Treasure Datas Stärke ist es nach eigenen Angaben, große Mengen verstreuter Daten und Silodaten zu aggregieren, zu übersetzen und so nutzbar zu machen. Die Technologie des Unternehmens soll Daten aus beliebigen Quellen verarbeiten können – CRM, E-Commerce-Systeme, Edge, IoT-Geräte und Daten von Drittanbietern. „Das Ergebnis für den Kunden ist die Fähigkeit, aus jedem unterschiedlichen Datenmix aussagekräftige und umsetzbare Erkenntnisse abzuleiten“, erklärt Dipesh Patel, President der IoT Services Group von ARM.

„Letztes Teil im IoT Enablement Puzzle“

Nach seinen Aussagen ist „Treasure Data das letzte Teil unseres IoT Enablement Puzzles“. Und dieses Puzzleteil lässt sich ARM einiges kosten: Gegenüber EE Times bestätigte Joyce Kim, Chief Marketing Officer von ARM, „dass es sich um die größte in bar abgewickelte Übernahme unserer bisherigen Firmengeschichte handelt.“ Die zuvor in den Medien kolportierten 600 Mio.

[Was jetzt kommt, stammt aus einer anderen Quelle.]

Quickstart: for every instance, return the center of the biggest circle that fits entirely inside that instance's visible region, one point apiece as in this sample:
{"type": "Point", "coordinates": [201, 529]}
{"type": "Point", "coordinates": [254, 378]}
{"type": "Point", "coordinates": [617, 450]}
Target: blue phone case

Dollar wollte Kim hingegen nicht bestätigen.

Was macht Treasure Data so wertvoll für ARM? Seine Technologie, zusammen mit der des letzten Zukaufs Stream für das Connectivity Management und kombiniert mit ARM Mbed Cloud und ARMs Expertise bezüglich der IoT-Hardwarebasis, würde etwas völlig Neues schaffen. „Wir nennen es die ARM-Pelion-IoT-Plattform“, erklärt Patel.

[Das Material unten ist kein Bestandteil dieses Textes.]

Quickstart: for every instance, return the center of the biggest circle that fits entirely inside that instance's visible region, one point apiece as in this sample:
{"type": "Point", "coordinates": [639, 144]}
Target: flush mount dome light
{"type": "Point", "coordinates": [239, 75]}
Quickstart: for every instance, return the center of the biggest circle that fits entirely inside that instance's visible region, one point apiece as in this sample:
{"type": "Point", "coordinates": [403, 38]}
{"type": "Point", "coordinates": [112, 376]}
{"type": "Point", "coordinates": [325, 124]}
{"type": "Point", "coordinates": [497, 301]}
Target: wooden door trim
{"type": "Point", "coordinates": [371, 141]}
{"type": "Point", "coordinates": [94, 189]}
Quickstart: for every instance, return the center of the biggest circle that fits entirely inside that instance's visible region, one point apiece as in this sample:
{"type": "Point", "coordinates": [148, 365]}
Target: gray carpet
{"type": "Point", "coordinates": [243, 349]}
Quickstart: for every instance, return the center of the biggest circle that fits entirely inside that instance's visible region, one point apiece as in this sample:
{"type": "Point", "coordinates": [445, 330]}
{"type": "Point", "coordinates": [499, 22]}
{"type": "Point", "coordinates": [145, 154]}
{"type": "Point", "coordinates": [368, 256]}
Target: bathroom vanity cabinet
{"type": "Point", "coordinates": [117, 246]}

Pelion soll die Komplexität verringern, die dem Thema IoT anhaftet – schließlich müssen hier in der Regel Hard- und Software-Lösungen ganz unterschiedlicher Anbieter in einer Lösung zusammenspielen. Unternehmen sollen schnell in die Lage versetzt werden, schnell, sicher und nachhaltig umsetzbare Erkenntnisse aus IoT-, Unternehmens- und Fremddaten zu gewinnen, mit denen sie im besten Fall neue Umsatzpotenziale erschließen können.

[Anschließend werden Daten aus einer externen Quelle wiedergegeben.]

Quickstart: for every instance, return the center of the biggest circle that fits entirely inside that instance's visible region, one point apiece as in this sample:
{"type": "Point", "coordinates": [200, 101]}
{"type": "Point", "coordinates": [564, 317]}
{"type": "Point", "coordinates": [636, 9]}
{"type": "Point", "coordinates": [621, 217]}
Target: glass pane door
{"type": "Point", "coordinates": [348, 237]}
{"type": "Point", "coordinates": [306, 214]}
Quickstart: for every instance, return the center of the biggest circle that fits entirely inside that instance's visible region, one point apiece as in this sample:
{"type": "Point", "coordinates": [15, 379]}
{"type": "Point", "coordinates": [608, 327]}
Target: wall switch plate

Neue IoT-Plattform soll Komplexität von den Anwendern fernhalten

Dazu soll die Plattform von der nahtlosen und sicheren Verbindung über die Verwaltung von IoT-Geräten bis hin zur Aufbereitung der gesammelten Daten in beliebiger Skalierung das komplette IoT-Universum abdecken. Nach eigenen Angaben sieht ARM Pelion für den Einsatz in öffentlichen und privaten Clouds, in lokalen und hybriden Umgebungen vor. Es biete höchste Flexibilität in IoT-Systemarchitekturen. „Die Pelion IoT-Plattform bietet außerdem einheitliche Abrechnungsprozesse“ sagt Patel. Außerdem ließen sich damit Infrastrukturkosten senken, die Betriebseffizienz erhöhen und Integrationsprobleme beseitigen. Zusammengefasst würde Pelion drei Hauptaufgaben übernehmen:

  • Device Management: Sichere und konsistente Bereitstellung von IoT-Geräten, Identitäts- und Zugriffsverwaltung und Updates für jede Systemeinrichtung;
  • Connectivity Management: Unterstützung für eine Reihe von Wireless-Konnektivitätsstandards für jedes Gerät, jede Region oder jeden Anwendungsfall, einschließlich Aktivieren einer sicheren eSIM-Identifizierung;
  • Datenmanagement: Analyse von vertrauenswürdigen Daten, von einzelnen Geräten bis hin zu unternehmensweiten großen Datenimplementierungen, einschließlich Daten von Drittanbietern. Das soll horizontal über Anwendungen und Anwendungsfälle hinweg funktionieren.

Breites Ökosystem mit über 140 Technologie-Partnern

Laut ARM bietet Pelion Zugriff auf ein umfassendes Partner-Ökosystem von derzeit über 140 Partnern aus den Bereichen Chip-Technik, Mobilfunk, Mobilfunknetzbetreiber, Channel, Technologieanbieter und mehr. „Es beinhaltet einen Großteil der Technologie, die die Cloud-basierte Enterprise Customer Data Platform (CDP) von Treasure Data in die heutige marktführende Position gebracht hat“, erläutert Patel.

Treasure Data böte zudem die einzigartige Möglichkeit, große Mengen an Streaming-Web-, Mobil- und IoT-Daten zu verarbeiten. Derzeit habe das Unternehmen bereits über 300 Kunden. Die Plattform von Treasure Data würde rund zwei Millionen Ereignisse pro Sekunde verarbeiten, Hunderttausende von Abfragen und insgesamt ca. 50 Billionen Datensätze pro Tag. Diese Daten könnten in andere Enterprise Analytics-Tools integriert werden. Neben der Integration in seine Pelion IoT-Plattform will ARM die Treasure Data-Plattform auch weiterhin als eigenständiges Produkt vermarkten.